The third major risk identified for community banks is above-industry trend loan growth.  While the banking industry reported an annual loan growth of 4.5% from the previous year, community banks reported loan growth of 12.5% year-over-year (YoY) – driven by one-to-four-family residential and commercial real estate (CRE) mortgages.  Why is loan growth a problem for community banks?  There are two main reasons.  The first is that this same loan growth is pressuring NIM, by increasing COF through higher deposit costs and higher costs of non-deposit liabilities (FHLB advances).  During periods of higher deposit-to-lending ratios, deposit betas become particularly sensitive.  When deposit supplies are low, higher lending ratios lead to higher deposit betas, lower NIM, and lower profitability.  The second is the issue that we already discussed – the average community bank’s bottom three quartiles of relationships subtract net income and profitability.  Without measuring relationship-level performance, three of the four relationships that banks add today will be unprofitable, and new lending relationships will add to funding pressures for the entire loan portfolio.

Again, the PrecisionLender working paper summarized this phenomenon with their graph, shown below.  This graph demonstrates that the bottom half of loan and deposit relationships have negative return on assets (ROA) for community banks.  If banks add relationships when deposit costs are rising faster than loan rates, the ROA for the entire bank is likely to decrease.  This is the wrong time for banks to seek unprofitable growth.

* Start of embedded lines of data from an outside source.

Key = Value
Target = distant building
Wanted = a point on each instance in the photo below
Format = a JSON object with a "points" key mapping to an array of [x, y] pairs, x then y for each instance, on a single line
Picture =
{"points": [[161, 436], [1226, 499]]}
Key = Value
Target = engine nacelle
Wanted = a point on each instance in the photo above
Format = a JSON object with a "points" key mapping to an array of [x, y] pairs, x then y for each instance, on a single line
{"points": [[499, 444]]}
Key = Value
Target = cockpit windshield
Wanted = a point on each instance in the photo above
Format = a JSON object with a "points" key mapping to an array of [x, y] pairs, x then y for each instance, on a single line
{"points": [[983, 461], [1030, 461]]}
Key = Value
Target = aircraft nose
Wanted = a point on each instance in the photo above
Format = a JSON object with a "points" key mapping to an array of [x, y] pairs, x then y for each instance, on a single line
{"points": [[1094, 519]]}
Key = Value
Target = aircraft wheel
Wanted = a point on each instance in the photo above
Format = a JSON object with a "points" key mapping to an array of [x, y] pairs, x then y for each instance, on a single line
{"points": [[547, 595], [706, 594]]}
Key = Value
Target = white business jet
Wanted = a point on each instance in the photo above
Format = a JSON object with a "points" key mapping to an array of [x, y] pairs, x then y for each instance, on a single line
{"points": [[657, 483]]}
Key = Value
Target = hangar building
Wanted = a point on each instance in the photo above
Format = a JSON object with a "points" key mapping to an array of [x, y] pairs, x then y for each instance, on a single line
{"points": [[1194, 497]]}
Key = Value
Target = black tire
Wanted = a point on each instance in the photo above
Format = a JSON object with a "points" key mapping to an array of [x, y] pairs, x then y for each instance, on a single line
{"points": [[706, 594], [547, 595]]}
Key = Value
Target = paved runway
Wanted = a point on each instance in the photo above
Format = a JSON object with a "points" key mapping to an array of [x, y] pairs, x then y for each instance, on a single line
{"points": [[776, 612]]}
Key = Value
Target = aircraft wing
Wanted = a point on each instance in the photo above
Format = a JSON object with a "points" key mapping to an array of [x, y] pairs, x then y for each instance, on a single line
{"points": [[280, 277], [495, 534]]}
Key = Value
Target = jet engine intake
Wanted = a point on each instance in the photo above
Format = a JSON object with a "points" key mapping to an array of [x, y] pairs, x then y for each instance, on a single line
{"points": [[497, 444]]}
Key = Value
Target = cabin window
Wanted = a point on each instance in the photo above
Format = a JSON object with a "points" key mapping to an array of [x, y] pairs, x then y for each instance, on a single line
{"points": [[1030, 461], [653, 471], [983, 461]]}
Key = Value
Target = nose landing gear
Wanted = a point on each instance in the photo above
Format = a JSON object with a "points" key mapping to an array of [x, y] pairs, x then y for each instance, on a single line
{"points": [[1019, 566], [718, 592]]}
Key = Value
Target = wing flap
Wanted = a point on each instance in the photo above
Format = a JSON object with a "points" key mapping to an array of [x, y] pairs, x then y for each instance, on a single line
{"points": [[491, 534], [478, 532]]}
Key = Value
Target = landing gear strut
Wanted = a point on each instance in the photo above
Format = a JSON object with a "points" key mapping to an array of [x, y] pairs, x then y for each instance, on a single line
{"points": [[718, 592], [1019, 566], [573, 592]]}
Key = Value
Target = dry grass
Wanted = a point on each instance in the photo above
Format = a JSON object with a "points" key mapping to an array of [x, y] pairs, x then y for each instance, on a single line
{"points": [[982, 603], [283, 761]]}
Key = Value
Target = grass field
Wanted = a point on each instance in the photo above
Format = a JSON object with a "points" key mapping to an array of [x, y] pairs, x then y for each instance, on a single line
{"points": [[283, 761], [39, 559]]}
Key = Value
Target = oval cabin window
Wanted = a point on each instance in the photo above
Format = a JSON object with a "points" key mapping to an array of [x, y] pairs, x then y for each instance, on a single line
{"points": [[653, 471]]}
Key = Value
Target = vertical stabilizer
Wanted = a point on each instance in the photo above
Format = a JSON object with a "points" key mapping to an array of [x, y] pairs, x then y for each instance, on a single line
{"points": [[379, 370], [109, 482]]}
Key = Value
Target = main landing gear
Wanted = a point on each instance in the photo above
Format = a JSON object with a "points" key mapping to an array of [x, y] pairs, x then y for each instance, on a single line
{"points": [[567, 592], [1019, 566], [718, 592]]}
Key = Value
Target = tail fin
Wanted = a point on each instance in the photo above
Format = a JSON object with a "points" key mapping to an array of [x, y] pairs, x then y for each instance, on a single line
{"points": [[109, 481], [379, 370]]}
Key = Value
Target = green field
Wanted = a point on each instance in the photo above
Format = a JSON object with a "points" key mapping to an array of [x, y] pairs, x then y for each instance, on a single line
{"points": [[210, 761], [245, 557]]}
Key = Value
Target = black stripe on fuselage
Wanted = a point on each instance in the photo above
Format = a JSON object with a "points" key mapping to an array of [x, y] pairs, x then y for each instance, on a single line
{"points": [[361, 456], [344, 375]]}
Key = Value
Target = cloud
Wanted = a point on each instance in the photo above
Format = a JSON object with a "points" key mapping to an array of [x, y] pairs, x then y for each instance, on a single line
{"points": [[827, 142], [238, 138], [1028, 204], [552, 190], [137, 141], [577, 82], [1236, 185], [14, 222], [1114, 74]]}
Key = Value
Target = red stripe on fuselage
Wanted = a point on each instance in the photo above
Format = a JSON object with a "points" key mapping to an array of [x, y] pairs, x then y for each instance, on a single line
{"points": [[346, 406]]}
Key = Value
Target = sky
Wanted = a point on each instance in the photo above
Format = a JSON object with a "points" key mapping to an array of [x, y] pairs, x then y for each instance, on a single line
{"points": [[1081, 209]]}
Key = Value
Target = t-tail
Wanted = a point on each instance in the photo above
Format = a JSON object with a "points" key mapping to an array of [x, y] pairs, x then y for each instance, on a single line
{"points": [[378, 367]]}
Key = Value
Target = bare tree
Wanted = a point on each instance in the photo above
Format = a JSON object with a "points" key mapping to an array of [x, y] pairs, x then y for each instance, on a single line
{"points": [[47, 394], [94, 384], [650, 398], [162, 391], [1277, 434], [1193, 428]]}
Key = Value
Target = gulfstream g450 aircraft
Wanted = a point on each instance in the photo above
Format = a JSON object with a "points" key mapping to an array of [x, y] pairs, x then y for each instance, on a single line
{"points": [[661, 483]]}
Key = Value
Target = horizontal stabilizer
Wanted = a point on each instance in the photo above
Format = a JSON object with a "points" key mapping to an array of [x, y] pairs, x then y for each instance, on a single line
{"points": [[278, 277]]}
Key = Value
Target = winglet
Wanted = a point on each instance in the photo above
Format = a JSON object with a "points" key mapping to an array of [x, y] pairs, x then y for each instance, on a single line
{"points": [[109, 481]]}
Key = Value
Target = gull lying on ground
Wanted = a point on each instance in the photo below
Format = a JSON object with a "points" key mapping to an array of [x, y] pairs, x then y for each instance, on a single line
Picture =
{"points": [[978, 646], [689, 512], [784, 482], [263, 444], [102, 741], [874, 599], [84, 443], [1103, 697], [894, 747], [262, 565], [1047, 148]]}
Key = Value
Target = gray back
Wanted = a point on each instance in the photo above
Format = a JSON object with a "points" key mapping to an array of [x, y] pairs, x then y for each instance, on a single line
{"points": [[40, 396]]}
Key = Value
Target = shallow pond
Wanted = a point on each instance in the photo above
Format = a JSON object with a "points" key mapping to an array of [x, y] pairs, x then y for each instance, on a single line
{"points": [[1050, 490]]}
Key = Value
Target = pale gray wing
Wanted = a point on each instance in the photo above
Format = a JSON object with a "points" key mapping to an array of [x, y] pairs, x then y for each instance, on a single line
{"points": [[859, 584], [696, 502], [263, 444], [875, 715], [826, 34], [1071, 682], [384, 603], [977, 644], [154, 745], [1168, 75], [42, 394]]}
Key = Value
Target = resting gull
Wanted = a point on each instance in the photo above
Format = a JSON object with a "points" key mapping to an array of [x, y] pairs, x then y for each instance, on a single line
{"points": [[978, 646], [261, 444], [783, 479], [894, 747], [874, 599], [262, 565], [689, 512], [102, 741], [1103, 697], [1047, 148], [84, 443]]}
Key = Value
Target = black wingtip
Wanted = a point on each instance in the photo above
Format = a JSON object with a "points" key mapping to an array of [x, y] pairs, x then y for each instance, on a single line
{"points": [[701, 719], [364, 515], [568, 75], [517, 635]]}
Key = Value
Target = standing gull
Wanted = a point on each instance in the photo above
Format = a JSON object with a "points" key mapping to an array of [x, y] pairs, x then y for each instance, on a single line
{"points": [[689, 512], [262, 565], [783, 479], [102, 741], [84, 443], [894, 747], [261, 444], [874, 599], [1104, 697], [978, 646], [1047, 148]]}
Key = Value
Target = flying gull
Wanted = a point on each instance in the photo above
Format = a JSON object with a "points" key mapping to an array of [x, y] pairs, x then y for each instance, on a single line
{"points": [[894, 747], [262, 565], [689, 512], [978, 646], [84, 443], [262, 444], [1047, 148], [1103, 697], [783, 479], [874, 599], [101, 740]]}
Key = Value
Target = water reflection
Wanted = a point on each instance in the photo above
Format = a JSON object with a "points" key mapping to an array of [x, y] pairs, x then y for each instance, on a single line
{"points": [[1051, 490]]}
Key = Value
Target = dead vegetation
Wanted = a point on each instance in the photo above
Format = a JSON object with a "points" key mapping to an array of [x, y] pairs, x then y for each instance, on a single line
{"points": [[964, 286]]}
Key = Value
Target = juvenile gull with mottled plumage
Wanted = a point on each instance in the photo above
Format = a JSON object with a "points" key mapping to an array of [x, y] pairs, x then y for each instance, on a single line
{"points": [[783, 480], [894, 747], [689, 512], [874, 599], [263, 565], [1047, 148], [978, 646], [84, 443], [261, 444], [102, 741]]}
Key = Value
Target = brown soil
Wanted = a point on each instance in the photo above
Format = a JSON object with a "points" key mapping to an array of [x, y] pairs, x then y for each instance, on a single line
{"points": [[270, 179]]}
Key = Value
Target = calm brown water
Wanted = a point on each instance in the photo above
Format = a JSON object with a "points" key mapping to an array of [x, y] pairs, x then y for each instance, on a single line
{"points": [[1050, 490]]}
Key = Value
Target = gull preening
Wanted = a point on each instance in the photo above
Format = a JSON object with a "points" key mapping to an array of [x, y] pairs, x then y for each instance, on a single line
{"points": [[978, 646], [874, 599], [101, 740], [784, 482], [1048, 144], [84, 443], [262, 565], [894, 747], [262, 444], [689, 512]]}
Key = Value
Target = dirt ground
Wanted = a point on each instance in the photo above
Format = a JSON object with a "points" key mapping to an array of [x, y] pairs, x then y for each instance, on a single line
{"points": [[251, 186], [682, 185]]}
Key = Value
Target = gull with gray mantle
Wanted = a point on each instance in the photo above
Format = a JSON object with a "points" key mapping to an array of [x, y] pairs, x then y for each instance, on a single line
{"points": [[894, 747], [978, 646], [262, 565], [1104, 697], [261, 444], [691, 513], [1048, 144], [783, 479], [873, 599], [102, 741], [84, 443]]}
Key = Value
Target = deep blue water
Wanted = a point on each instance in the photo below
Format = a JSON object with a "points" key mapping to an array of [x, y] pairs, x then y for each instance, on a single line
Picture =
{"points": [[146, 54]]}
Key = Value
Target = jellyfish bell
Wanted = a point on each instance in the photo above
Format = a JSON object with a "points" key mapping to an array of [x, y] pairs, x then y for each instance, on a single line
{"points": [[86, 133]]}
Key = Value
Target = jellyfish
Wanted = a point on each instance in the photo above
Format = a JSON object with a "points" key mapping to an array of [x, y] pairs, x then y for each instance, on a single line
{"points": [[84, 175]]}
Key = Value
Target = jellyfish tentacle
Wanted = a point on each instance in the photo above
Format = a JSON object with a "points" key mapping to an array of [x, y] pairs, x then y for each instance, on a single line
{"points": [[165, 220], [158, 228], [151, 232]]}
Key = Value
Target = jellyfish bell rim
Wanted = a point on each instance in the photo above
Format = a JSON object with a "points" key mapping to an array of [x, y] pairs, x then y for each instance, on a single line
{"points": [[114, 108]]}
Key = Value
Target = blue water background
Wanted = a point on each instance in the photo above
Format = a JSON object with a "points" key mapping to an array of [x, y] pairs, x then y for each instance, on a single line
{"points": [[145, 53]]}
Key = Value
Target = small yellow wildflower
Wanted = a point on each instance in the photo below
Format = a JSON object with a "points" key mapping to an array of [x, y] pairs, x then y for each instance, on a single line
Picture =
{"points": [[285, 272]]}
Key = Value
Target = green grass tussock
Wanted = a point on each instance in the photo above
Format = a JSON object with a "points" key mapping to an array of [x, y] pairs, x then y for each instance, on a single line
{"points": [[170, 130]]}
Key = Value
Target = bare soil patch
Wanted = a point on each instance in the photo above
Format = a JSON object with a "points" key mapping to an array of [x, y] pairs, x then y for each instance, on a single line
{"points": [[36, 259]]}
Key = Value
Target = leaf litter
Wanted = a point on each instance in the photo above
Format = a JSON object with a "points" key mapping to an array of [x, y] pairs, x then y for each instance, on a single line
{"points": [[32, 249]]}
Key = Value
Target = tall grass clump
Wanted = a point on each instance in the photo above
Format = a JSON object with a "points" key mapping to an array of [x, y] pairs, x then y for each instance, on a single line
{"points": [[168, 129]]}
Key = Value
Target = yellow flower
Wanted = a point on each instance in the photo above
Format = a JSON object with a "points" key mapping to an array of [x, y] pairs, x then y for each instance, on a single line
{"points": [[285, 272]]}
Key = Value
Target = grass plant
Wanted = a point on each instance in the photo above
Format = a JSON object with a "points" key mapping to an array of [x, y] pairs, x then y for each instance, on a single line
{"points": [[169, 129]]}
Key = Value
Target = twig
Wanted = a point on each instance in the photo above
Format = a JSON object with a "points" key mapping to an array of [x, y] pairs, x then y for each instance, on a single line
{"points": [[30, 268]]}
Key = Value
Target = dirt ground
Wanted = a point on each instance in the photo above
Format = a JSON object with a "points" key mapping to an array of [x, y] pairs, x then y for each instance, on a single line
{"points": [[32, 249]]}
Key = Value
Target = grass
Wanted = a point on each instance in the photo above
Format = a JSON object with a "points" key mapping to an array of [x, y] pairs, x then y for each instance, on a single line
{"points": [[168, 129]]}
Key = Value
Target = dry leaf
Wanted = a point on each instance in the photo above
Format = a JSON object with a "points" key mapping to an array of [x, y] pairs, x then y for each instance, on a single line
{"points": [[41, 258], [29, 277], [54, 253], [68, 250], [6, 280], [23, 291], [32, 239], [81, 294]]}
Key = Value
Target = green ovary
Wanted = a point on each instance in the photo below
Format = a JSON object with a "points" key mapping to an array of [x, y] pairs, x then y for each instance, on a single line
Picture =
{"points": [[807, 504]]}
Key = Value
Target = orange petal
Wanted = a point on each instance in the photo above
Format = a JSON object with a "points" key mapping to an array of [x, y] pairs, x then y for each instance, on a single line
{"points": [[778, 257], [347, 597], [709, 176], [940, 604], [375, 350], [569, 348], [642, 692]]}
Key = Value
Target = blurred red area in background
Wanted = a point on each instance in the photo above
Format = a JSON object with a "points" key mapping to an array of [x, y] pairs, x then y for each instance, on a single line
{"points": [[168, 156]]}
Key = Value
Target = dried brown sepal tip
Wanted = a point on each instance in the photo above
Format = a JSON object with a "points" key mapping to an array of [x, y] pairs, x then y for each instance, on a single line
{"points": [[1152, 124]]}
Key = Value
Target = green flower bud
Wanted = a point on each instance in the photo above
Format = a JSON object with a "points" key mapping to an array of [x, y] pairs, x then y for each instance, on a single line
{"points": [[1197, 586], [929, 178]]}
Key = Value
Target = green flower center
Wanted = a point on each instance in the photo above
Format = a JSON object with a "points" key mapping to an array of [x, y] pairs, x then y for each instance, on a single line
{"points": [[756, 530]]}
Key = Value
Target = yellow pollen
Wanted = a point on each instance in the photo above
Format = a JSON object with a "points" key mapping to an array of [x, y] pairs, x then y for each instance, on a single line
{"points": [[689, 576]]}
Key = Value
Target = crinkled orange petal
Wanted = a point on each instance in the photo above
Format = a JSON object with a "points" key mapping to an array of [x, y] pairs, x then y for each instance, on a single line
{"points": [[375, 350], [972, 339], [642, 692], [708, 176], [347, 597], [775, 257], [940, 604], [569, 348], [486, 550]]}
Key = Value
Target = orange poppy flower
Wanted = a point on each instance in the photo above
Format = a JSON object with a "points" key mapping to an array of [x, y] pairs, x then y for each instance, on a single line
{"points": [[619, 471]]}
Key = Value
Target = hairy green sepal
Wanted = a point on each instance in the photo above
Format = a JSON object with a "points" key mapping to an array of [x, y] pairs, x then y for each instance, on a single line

The Q2/23 FDIC quarterly financial results and the Chairman’s notes are interesting, but community banks must focus on their unique challenges.  We deduce that managers who are looking to improve community bank performance need to focus on the following tools and strategies in addressing likely headwinds:

  • Increase sources of fee income and the number of relationships at the bank that can generate fee income.
  • Improve bank efficiency ratios primarily by pursuing larger and deeper relationships.
  • Measure relationship-level performance to serve and cross-sell top customers and seriously consider shedding relationships that cannot be made profitable (even if it means shrinking the bank).
  • Adopt a hedging program that can work for the bank and its profitable customers.
  • Pace growth and instead focus on existing clients that can be renewed or restructured into more profitable relationships.
  • Get ahead of roll-over risk on CRE credits so that existing borrowers repricing into higher interest rates do not cause credit issues.